Healthy consumer demand should boost economic growth later this year and into 2005, the Bank of Canada said today.

The central bank today released its April Monetary Policy Report, which reviews economic and financial trends in the context of Canada’s inflation-control strategy.

“Even though there are indications of marginally slower growth in the first quarter (of 2004) … economic activity should accelerate in the second half of this year and early 2005,” the bank said.

“Overall, the risks to the outlook appear balanced,” the bank added..

In an optimistic forecast, the bank said low interest rates should encourage domestic consumers to spend, growing world demand for Canadian goods should fuel growth that averages 2.75% this year, rising to 3.75% in 2005.

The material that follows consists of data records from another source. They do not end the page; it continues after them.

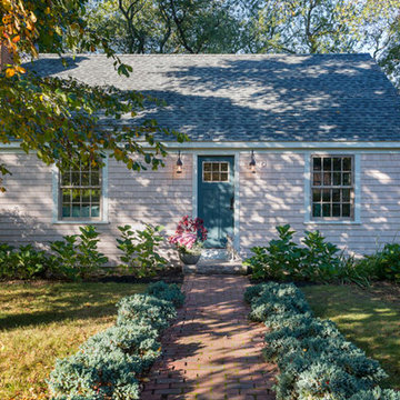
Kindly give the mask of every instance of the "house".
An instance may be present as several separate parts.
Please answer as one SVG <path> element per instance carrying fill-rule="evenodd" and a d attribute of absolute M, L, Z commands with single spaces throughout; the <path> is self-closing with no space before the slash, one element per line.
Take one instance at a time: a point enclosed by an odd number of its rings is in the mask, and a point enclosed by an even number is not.
<path fill-rule="evenodd" d="M 150 222 L 172 232 L 184 214 L 204 219 L 210 257 L 220 256 L 227 234 L 244 254 L 284 223 L 318 229 L 356 254 L 397 240 L 400 98 L 370 56 L 121 59 L 133 68 L 129 79 L 103 56 L 78 56 L 64 68 L 57 56 L 42 54 L 34 68 L 164 99 L 167 107 L 142 118 L 191 141 L 167 139 L 159 171 L 133 172 L 109 159 L 101 171 L 62 178 L 18 143 L 3 146 L 1 162 L 13 174 L 0 198 L 0 242 L 46 242 L 92 223 L 101 250 L 117 262 L 118 226 Z"/>

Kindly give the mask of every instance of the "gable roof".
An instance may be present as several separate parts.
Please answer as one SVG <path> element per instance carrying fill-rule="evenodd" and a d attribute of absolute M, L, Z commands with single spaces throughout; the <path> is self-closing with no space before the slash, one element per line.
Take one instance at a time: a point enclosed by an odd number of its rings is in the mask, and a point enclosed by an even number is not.
<path fill-rule="evenodd" d="M 400 141 L 400 97 L 369 54 L 77 56 L 64 68 L 41 54 L 33 69 L 113 84 L 167 101 L 141 118 L 193 141 Z"/>

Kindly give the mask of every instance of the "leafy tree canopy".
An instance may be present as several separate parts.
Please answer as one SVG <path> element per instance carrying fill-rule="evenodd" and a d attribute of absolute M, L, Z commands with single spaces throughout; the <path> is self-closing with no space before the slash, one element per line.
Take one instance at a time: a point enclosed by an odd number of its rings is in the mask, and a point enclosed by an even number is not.
<path fill-rule="evenodd" d="M 39 51 L 62 56 L 79 43 L 82 51 L 101 51 L 113 58 L 118 73 L 129 77 L 131 67 L 120 61 L 107 36 L 90 29 L 87 12 L 82 0 L 0 0 L 0 44 L 12 57 L 0 72 L 0 142 L 18 140 L 24 151 L 33 150 L 42 161 L 60 168 L 74 159 L 102 162 L 110 153 L 129 169 L 140 170 L 146 164 L 156 169 L 162 164 L 166 149 L 154 133 L 172 133 L 179 141 L 187 139 L 183 134 L 161 129 L 153 120 L 111 124 L 108 130 L 99 126 L 102 116 L 109 120 L 136 116 L 144 101 L 154 99 L 73 79 L 42 78 L 22 67 L 23 56 L 31 60 Z M 144 138 L 150 150 L 138 138 Z M 9 173 L 4 164 L 0 172 Z"/>
<path fill-rule="evenodd" d="M 400 0 L 91 0 L 91 29 L 128 53 L 369 51 L 400 84 Z"/>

That’s the same prediction the bank made in January.

But to help meet those targets, the central bank has already cut interest rates three times this year to prod the economy above 1.7% growth rate.

On Tuesday, the bank trimmed its overnight rate to 2%, a level rarely seen since late 1960.

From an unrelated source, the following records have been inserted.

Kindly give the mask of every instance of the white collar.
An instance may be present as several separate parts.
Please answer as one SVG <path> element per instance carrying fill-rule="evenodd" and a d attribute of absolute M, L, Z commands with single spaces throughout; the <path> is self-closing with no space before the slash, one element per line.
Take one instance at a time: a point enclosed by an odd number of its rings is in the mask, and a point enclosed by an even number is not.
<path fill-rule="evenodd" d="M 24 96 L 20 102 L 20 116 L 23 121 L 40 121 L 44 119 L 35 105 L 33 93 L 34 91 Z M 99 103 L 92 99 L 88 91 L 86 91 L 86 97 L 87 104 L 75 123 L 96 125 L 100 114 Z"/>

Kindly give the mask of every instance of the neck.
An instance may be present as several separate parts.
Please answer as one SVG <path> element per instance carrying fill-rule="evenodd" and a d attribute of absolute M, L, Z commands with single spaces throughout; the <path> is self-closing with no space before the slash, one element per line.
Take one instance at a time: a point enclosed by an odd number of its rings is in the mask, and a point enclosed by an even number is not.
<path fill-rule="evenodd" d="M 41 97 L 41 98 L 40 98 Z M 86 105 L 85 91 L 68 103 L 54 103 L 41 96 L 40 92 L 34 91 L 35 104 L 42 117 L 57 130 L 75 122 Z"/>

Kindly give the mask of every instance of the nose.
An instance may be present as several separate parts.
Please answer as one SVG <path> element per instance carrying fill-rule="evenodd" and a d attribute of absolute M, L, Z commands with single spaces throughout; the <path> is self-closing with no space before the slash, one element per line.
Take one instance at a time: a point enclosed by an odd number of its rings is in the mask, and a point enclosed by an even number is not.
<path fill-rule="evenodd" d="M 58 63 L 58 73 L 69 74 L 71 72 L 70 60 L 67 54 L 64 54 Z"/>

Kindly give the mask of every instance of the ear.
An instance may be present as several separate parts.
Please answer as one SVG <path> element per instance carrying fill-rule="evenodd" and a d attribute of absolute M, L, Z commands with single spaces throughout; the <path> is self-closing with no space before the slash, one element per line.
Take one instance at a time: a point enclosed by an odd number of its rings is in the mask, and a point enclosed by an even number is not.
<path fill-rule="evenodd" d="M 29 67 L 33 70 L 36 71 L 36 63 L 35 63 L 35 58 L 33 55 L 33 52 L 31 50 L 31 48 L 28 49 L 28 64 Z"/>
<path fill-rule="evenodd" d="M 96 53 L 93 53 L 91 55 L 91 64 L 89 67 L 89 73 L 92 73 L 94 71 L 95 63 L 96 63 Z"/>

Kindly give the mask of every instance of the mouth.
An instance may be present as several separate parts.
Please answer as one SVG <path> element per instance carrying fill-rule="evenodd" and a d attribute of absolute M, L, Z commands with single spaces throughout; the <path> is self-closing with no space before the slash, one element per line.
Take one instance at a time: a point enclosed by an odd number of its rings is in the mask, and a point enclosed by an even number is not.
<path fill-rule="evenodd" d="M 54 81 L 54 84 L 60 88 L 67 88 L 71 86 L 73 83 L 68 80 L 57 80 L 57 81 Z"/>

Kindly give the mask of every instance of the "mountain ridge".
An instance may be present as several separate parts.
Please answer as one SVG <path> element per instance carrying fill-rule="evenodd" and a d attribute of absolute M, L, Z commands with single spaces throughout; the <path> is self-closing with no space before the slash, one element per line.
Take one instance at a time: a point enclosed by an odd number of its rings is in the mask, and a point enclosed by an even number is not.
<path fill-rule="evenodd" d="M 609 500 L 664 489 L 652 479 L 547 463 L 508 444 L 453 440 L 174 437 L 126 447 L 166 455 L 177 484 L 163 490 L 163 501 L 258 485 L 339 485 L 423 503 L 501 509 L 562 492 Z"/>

The bank noted that the higher Canadian dollar means rising imports will offset export growth. It said, “The lower value of the U.S. dollar is expected to hold back the growth of Canada’s exports and boost imports.”

Export growth should get a boost from the U.S. economy. The bank projects a 5% growth rate in the U.S. this year, moderating to 4.5% in 2005.

The global economy should grow by 4.3% ethis year, moderating slightly to 4.1% growth in 2005.

Canada’s core inflation rate is forecast to return to the central bank’s 2% target by the end of next year. Currently inflation sits at 1.1%.

The bank said there are still some risks in the global economy, especially those posed by rising oil prices.

“Higher oil prices, should they persist, could dampen growth prospects, especially in the United States,” the bank said.

Economists say that report confirms that the string of interest rate cuts are likely finished, but rate hikes aren’t imminent either.

“The Bank of Canada’s semi-annual Monetary Policy Report should dampen talk that the Bank is poised to suddenly shift into tightening mode,” comments BMO Nesbitt Burns. It notes that the bank said the ” economy is operating significantly below its potential.”

“It seems that it will require a major shock on the growth/inflation front to get them to cut rates again,” says Nesbitt.

TD Bank says, “The key message from our view -­ and from that of financial markets — is that the Bank of Canada is done cutting interest rates.”

Bank of Montreal suggests that the central bank believes it has done enough to stimulate the economy and return inflation to the 2% target, suggesting the bank is not contemplating further rate reductions.